When it comes to my neighbors using the washer and dryer we share, I’m like a complaining shark. I have to keep complaining forward.
I only share the machines with one other unit, and over the years most of the tenants really know how to make Hulk mad. There was the dude that literally did laundry 24/7 even though he wore the same shit every day, and the couple that would leave wet clothes in the washing machine for four days, then wonder why the machine was rusty. Pardon me while I run it by Bill Nye the Science Guy.
Meanwhile, when I do laundry it’s like a damn military extraction. One load a week. 90 minutes and I get the eff out of Fallujah.
A new couple moved in a year ago, so I decided to try a passive aggressive, preemptive strike by telling them about the previous tenants screwing me royally with the washer/dryer. For a year, the new couple were like well-trained puppies. Then over the weekend they pissed all over my couch.
The machines ran from Friday evening through yesterday afternoon. At one point, for some reason they did a load of just four teddy bears (perhaps to wash the blood of out them), even though they don’t have kids. The major problem was, I had a big workshop Sunday morning in front of seven casting directors, in which I needed to dress in a suit, but thanks to last week’s shoot, two auditions and a callback that all required me to wear suits, I was all out of black socks. So I went to the workshop yesterday in a dark suit with white socks. Klassy.

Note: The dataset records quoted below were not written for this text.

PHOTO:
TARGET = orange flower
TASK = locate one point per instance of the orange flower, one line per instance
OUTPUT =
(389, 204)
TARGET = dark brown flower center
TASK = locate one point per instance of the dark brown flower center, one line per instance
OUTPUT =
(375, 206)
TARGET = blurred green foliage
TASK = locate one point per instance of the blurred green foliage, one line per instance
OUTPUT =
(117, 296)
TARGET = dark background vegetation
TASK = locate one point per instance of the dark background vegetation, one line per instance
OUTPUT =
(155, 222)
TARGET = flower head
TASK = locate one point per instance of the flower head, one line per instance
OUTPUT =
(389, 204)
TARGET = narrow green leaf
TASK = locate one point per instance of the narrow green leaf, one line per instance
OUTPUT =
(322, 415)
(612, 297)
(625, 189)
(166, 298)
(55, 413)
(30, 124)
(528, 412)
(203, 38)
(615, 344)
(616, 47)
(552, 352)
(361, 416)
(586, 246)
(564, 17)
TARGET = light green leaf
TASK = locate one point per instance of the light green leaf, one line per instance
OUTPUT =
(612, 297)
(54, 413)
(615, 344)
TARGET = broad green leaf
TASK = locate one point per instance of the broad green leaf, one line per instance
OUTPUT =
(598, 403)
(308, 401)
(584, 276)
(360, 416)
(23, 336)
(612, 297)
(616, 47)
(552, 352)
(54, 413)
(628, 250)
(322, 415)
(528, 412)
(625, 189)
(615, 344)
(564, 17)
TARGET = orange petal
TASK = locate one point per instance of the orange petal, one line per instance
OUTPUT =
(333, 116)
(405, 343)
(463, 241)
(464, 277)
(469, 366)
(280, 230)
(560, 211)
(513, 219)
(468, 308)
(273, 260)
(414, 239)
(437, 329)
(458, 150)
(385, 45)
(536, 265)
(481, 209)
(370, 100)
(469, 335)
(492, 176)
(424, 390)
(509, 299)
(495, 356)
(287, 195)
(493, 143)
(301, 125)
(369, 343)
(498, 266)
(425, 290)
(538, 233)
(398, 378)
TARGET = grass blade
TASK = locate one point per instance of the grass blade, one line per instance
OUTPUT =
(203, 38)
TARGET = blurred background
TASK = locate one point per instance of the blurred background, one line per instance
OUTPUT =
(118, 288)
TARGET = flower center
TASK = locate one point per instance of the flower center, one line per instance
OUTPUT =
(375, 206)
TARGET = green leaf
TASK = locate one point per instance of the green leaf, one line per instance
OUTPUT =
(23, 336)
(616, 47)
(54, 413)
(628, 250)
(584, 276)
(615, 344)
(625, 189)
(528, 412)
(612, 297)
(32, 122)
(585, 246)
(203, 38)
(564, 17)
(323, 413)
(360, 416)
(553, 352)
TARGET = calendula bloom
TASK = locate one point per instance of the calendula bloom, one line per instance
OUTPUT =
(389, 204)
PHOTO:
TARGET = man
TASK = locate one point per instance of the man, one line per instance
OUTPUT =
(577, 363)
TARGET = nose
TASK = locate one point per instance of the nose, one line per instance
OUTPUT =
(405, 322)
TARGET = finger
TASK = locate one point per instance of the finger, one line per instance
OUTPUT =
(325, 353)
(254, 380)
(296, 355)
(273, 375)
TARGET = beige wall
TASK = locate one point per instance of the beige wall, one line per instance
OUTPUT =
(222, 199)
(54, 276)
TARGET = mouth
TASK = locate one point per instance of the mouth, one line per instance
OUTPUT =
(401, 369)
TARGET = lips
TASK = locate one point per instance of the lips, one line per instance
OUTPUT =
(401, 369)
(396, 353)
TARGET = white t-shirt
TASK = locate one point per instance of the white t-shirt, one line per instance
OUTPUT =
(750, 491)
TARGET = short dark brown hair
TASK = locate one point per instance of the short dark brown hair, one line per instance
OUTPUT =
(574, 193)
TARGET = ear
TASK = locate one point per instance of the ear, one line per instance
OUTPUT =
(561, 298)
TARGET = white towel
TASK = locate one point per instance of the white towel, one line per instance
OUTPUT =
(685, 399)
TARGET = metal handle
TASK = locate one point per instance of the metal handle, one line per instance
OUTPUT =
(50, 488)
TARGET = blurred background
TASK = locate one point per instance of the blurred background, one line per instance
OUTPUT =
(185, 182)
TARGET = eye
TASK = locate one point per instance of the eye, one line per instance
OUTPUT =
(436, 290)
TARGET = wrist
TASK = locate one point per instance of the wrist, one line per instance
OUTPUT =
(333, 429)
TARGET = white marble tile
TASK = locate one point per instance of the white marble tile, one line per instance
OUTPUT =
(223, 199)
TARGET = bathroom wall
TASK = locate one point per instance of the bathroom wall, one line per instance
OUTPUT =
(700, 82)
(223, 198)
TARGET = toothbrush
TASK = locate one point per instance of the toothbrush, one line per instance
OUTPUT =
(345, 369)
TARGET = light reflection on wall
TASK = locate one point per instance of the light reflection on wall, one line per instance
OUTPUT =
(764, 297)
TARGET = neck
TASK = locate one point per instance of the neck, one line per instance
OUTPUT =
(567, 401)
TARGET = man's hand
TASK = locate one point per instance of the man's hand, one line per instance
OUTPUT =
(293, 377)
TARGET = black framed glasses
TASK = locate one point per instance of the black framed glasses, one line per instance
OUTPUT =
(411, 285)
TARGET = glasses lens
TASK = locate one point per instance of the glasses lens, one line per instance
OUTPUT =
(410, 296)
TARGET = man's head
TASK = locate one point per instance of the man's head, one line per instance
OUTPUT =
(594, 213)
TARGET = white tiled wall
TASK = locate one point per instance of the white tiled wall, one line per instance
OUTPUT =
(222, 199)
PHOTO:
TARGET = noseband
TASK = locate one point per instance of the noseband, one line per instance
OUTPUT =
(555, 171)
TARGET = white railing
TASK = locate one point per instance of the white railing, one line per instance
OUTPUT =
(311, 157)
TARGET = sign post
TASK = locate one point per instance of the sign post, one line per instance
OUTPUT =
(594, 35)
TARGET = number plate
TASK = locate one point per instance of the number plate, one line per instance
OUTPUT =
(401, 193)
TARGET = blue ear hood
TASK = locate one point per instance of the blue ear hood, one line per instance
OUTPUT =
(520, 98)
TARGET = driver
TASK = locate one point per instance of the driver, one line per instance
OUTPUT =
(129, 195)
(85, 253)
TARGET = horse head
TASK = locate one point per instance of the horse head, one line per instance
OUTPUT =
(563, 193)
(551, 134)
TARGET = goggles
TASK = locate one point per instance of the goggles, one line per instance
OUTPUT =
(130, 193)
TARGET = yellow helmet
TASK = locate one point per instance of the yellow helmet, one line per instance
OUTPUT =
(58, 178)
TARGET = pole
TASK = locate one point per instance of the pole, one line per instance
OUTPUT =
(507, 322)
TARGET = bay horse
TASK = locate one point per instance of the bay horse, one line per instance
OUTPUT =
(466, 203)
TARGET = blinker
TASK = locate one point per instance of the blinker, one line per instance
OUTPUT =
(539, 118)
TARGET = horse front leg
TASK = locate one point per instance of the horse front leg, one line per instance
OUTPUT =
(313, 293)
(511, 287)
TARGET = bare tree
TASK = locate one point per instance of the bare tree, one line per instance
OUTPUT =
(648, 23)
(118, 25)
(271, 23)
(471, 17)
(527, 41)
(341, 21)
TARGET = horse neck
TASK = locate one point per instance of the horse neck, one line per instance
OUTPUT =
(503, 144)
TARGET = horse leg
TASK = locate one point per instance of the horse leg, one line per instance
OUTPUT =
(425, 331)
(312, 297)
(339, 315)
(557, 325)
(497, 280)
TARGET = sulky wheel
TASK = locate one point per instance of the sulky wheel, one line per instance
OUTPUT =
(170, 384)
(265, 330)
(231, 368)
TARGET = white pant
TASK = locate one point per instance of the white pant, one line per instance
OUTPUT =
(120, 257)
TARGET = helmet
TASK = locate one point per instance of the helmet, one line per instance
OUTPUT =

Quick audition tip – unless your scene calls specifically for you to sit, choose to stand. It creates much better energy. Yesterday’s workshop scene involved me playing a doctor in the middle of a consultation, so I rehearsed it sitting, then realized that revealed my white socks, so I stood when I performed it. In this particular workshop, the casting directors provide critiques, which are later emailed to us. Below are mine. Pay particular attention to one of them:
“Really good body language, great look, nice comedic timing, very funny delivery, fascinating to watch but would like to see scene sitting, great job, good levels.”